Le jeune homme, toujours silencieux, s’était fait un visage impénétrable ; ses jeux, qu’il tenait obstinément baissés, ne laissaient point voir la lueur étincelante de ses prunelles enflammées ; il était debout, appuyé au dossier d’une chaise qui tremblait par instants sous la pression nerveuse de sa main crispée.

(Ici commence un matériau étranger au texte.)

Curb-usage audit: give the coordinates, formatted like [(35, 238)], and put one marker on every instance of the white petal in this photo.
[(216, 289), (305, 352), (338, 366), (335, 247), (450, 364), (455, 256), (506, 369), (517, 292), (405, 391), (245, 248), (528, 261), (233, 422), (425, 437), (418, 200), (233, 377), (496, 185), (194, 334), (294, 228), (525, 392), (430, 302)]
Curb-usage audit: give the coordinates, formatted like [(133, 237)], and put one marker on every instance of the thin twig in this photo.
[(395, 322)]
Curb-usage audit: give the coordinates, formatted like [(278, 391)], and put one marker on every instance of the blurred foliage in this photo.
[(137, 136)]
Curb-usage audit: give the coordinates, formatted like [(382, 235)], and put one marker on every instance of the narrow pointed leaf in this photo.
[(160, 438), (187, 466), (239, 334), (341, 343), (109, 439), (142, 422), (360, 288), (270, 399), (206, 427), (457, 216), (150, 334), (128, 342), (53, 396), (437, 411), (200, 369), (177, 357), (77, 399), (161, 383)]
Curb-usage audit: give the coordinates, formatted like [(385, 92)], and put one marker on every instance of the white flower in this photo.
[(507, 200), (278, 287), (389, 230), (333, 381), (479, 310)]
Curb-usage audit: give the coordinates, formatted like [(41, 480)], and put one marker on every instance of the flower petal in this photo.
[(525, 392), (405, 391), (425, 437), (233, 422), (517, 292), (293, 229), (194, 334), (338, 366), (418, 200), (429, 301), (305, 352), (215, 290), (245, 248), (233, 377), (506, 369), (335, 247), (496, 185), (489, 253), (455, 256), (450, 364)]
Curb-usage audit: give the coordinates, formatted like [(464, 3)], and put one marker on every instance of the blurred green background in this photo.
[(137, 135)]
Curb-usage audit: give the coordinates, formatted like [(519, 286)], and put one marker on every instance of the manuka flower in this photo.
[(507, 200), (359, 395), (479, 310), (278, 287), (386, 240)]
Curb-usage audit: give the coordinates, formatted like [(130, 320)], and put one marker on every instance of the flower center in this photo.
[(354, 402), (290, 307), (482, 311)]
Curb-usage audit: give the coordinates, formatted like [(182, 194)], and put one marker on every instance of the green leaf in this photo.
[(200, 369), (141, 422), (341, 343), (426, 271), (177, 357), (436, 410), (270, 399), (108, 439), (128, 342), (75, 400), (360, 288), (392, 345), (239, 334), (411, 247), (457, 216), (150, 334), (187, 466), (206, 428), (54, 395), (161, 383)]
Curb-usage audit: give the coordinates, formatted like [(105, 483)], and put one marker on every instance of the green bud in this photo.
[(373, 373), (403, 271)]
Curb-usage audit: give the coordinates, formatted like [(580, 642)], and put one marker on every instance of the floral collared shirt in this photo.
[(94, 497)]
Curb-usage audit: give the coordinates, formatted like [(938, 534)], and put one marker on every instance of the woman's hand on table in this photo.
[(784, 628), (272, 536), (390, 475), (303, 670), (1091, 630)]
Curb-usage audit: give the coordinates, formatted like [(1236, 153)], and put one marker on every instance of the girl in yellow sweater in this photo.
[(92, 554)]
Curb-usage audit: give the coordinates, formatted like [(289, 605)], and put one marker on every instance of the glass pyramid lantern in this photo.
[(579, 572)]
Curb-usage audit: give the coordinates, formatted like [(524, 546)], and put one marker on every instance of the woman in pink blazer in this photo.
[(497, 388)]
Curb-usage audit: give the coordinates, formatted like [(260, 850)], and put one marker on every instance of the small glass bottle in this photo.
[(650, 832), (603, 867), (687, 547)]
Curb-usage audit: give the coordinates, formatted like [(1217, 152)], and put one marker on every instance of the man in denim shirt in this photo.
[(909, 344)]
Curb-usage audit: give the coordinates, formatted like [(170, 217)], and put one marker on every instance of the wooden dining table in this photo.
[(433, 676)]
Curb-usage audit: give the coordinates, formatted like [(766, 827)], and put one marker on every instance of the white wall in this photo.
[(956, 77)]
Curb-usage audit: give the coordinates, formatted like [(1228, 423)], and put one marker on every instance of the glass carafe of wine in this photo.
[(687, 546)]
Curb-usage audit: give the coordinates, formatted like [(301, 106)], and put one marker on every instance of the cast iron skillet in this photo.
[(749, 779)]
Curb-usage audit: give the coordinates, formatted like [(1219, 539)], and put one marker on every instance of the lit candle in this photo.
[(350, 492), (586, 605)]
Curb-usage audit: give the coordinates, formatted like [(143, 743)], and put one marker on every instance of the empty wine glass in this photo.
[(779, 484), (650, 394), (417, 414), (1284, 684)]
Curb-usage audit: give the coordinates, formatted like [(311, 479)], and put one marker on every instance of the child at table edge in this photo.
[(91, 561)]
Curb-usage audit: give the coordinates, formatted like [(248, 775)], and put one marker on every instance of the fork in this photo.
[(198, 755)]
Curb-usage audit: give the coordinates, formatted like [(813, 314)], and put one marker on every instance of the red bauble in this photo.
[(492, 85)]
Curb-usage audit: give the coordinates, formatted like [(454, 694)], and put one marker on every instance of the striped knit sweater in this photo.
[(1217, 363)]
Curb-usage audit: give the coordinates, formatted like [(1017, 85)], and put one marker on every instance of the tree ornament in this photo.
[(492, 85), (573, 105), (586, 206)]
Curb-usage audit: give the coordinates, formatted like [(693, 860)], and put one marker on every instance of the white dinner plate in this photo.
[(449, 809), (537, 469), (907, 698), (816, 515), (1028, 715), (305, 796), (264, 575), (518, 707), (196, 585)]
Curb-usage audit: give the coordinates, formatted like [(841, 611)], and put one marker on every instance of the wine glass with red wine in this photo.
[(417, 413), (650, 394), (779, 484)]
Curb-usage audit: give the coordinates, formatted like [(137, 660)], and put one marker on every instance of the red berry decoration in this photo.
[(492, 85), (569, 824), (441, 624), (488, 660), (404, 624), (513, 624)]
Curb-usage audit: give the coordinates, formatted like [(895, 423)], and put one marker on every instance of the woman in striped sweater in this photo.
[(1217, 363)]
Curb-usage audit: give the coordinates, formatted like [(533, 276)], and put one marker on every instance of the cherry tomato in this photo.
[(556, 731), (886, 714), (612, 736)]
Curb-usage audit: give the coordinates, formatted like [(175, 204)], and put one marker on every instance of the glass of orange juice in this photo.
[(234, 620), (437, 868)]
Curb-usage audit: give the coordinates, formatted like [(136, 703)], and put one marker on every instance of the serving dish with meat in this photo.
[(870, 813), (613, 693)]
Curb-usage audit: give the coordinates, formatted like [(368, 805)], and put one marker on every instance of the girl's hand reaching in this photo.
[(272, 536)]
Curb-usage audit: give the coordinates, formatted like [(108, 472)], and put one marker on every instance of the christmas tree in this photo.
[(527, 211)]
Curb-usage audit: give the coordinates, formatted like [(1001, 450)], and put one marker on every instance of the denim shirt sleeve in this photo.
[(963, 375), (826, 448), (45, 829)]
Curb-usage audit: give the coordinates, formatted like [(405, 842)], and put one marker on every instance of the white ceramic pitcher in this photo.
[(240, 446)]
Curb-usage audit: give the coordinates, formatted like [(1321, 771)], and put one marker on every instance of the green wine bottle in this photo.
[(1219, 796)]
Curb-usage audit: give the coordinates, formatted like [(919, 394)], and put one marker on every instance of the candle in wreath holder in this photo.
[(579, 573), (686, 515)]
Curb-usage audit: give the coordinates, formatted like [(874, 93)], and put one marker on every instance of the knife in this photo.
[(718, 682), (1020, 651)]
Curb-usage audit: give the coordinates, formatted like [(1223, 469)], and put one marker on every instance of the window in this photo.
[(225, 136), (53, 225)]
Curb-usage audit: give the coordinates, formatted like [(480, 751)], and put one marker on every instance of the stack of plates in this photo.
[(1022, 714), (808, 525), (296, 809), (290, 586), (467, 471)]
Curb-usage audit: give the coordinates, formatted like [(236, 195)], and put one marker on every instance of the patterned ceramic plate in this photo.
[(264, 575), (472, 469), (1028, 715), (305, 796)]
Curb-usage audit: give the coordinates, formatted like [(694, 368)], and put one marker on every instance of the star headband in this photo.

On eût pu croire devant son impassibilité que ce n’était pas à lui que s’adressaient les paroles insultantes de la vieille châtelaine. Celle-ci, assise au fond d’un large fauteuil, les bras croisés dans une attitude de défi, dévisageait le jeune homme, étonnée de ne pas le voir bondir sous les coups dont elle le fouaillait… Comme il se taisait toujours, elle continua sans pitié :

— Ah ! vous êtes un comédien habile, monsieur Jean Bernard ! il faut le reconnaître ! Vous avez su bien jouer votre rôle ! Vous vous y entendez à merveille pour faire vibrer la corde des beaux sentiments ! Aussi ma nièce s’y est-elle laissé prendre tout de suite ! Encore un peu, nous aurions juré que vous étiez un prince déguisé, tant vous avez su copier les dehors d’un grand seigneur ! Mais vous avez oublié la première qualité qui dénote le parfait gentilhomme et que vous ne posséderez jamais, monsieur mon intendant ! Vous avez oublié l’honneur !…

Cette fois, les yeux noirs se levèrent, laissant voir à la vieille fille leur regard enflammé.

— En êtes-vous bien sûre, mademoiselle ?

Jean parlait d’une voix grave et triste, d’un ton légèrement dédaigneux ; Mlle Gertrude, un peu interdite, ne trouva rien à répondre.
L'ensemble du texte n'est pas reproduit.